割と気の短い所を見た。まぁ招いた人物を放っておいて小競り合いを始めたキッド側にも責はあるだろう。なんとかキラーが場を宥め、同盟を組むという話に持ち込む事が出来た。最初は気短で捉え所の無い女だと思っていた。だが実際交流してみると、意外な所が沢山ある女だった。

2年前、特に話題となった5人の1人として新聞を賑わせていた。当時のルーキーの女は2人だが、常に新聞を賑わせていた5人の中では唯一の女だった。その分注目も集まりやすかったようで、下世話な男達が彼女で抜けるか否か、という話題も耳にした事はある。長い金の髪はウェーブがかかりその髪をふわりと靡かせながら歩く姿はまさに絵画から出てきたと言っても可笑しくはない程綺麗だった。淑女の様な振る舞い方や、すらりと伸びた背丈、白い指でカードをめくるその姿は、とても現実の人間とは思えない程だった。しかも、確率ばかりを気にし、クールな性格な女と思いきや、意外にも中身は若干お転婆だという事を知り、キッドの心は強く乱れた。自身の海賊団の船員達の前では良く笑い、表情もころころ変わる。交流する内に、キッド達にも心を開いたのか、段々と素の表情を見せるようになった。ある時、キッドは背後から突然肩を叩かれた。何かと思い振り向くとつん、と頬を白い指先で突かれた。

「ふふっ、ひっかかったー」

そう言って楽しそうに彼女は長い金の髪を揺らしながら逃げて行く。キッドの中では揶揄われた怒りとか、恥ずかしさとかが一気にがぁっと込み上げて来て、「待てやごらぁ!!!」と大声を上げつつも照れて顔を赤くしながら追いかける。そして捕まえて逆にお返しと言わんばかりに彼女の両頬をつねるのだ。8歳も年上の女性に揶揄われて、キッドの内心も穏やかではいられない。

「てめぇ……!!」

「うぅ〜…」

「おいキッド…あまり女性にそういう事はするな」

「うるせぇ!!」

キラーもまた、キッドと交流する彼女のころころと変わる姿を見て、段々と惹かれていった。過去、キラーは彼と同じ少女を好きになった。その少女とは容姿も性格も違う。なのに何故、こんなにも惹かれるのだろう。キラーより4歳上の無邪気な女。しかも男を垂らしこむ為の計算でやっているのではなく素の姿なのだ。よく彼女の船員達はこんな彼女に邪な目を向けないでいられるな、と感心してしまう。逆に彼女に対して過保護過ぎる程だ。「てめぇウチの船長に変な気を起こすんじゃねェぞ…?」と彼等に言われたのも一度や二度では無い。“魔女”と恐ろしいとすら感じる異名からは想像が付かないほど、無邪気でお転婆で、魅力的な女性だった。キッドもキラーも、彼女と関わる穏やかな時間が好きだった。だがそんな時間は唐突に終わりを告げる。

空から怪物…カイドウが降って来た。
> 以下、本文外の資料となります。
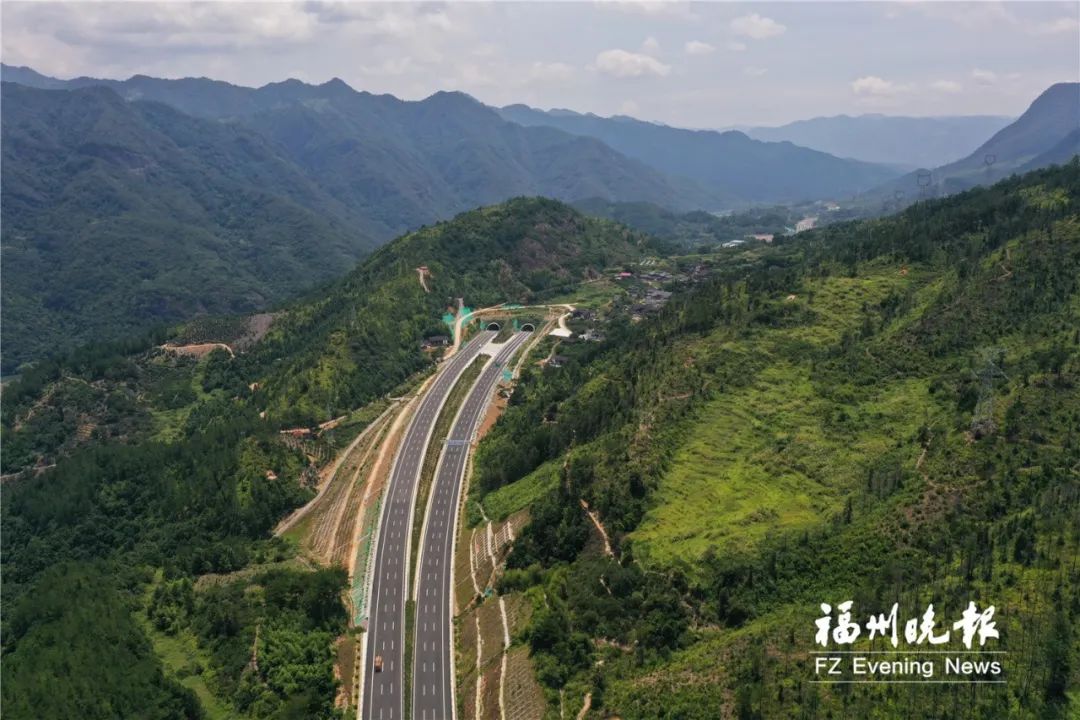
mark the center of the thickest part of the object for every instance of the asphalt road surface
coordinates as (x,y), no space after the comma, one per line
(382,697)
(432,649)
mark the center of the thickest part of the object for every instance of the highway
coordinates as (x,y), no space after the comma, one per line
(382,697)
(433,644)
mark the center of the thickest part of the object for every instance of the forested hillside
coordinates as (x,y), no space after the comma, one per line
(148,201)
(142,549)
(885,411)
(1045,134)
(118,216)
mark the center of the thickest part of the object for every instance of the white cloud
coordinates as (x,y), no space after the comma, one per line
(949,86)
(392,67)
(698,48)
(671,8)
(552,71)
(757,27)
(878,86)
(623,64)
(1055,27)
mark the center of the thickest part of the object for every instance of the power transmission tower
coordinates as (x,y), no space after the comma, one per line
(982,421)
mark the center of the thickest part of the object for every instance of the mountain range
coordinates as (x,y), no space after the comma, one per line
(1047,133)
(135,202)
(743,168)
(895,140)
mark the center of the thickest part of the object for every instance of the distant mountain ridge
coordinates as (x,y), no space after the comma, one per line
(126,204)
(891,139)
(120,215)
(729,162)
(1048,133)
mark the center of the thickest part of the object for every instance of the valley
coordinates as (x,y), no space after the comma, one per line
(345,381)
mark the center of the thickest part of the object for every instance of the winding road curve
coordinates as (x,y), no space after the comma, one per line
(433,646)
(382,697)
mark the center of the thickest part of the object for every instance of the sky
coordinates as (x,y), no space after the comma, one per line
(691,65)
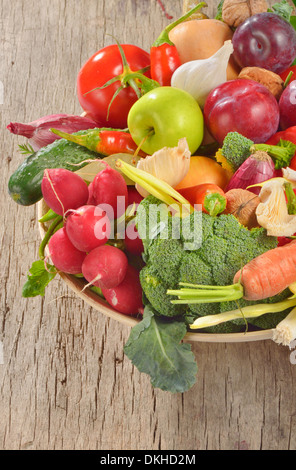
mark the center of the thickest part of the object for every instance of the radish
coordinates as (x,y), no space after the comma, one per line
(63,190)
(126,297)
(109,188)
(64,255)
(133,243)
(88,227)
(105,266)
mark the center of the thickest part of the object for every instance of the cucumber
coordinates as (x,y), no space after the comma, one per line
(24,185)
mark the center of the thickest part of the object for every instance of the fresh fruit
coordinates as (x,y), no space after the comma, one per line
(204,170)
(88,227)
(105,267)
(287,105)
(64,255)
(244,106)
(265,40)
(63,190)
(162,117)
(104,65)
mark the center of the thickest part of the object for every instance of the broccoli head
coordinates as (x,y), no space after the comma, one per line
(222,246)
(235,150)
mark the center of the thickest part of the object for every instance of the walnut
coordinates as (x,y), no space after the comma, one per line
(235,12)
(269,79)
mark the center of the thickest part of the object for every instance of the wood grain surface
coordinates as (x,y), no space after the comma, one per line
(65,382)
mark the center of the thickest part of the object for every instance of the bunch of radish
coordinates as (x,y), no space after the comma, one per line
(82,245)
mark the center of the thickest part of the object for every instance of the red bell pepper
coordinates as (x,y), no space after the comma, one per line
(163,53)
(288,134)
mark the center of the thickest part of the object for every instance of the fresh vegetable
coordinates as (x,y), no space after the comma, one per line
(236,149)
(265,276)
(265,40)
(285,331)
(168,361)
(250,312)
(163,53)
(105,267)
(200,39)
(109,190)
(204,170)
(24,185)
(209,196)
(242,204)
(62,190)
(218,251)
(288,135)
(103,141)
(287,105)
(241,105)
(132,242)
(38,131)
(64,255)
(162,117)
(107,64)
(272,212)
(127,296)
(168,164)
(256,168)
(200,77)
(268,274)
(88,227)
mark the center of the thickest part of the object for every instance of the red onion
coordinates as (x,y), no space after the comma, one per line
(39,134)
(257,168)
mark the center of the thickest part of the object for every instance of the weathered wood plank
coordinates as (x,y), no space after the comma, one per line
(65,383)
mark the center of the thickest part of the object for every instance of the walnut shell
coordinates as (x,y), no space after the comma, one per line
(269,79)
(243,204)
(235,12)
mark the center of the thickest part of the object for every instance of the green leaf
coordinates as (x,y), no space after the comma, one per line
(38,279)
(155,348)
(283,9)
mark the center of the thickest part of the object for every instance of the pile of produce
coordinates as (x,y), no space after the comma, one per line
(173,197)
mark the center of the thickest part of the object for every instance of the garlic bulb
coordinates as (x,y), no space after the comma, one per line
(272,212)
(168,164)
(200,77)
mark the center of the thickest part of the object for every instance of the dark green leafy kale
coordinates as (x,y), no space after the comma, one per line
(155,347)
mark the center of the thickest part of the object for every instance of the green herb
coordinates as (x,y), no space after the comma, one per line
(155,348)
(283,9)
(40,276)
(26,149)
(219,11)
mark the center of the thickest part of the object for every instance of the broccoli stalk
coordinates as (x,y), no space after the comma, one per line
(201,294)
(236,149)
(291,198)
(285,329)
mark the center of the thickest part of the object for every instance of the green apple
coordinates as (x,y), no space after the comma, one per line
(163,116)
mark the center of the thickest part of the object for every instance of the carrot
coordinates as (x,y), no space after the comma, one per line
(261,278)
(269,273)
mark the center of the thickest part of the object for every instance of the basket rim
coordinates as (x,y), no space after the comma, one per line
(100,305)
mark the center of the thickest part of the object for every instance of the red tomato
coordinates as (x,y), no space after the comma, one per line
(98,70)
(284,74)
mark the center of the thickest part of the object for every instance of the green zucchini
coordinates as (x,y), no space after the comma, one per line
(24,185)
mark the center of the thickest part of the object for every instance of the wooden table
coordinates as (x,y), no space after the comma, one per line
(65,382)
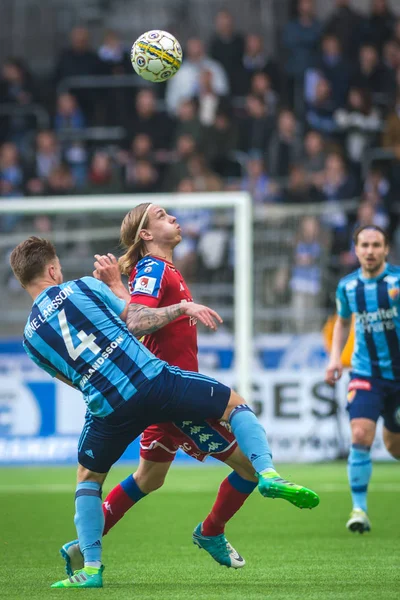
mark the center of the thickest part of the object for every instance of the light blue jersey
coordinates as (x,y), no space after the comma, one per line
(376,306)
(74,330)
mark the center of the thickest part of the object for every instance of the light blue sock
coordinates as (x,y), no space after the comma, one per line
(251,437)
(89,520)
(359,470)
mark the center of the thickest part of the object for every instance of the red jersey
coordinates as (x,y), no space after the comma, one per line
(155,282)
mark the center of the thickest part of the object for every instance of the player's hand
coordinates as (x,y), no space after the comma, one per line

アプーは最初からカイドウの手下で、この3船同盟の事をあらかじめ伝えていたのだ。キッドとキラーは傘下になれ、というカイドウに抗い続けた。動けなくなるまで。……ホーキンスは、怪物の傘下になる事を選んだ。何故どうして、と思いながら2人の意識は闇に沈んだ。その時のホーキンスの表情を、キッドとキラーは知らないのである。


ワノ国では散々な目にあったものの、キッド海賊団は麦わらの一味、ハートの海賊団と共に鬼ヶ島に乗り込んだ。大混乱の鬼ヶ島で、彼女は2人の前に立ち塞がった。あの頃の無邪気な姿からは想像がつかないほど、感情が読み取れない表情と光の無い冷徹な目で。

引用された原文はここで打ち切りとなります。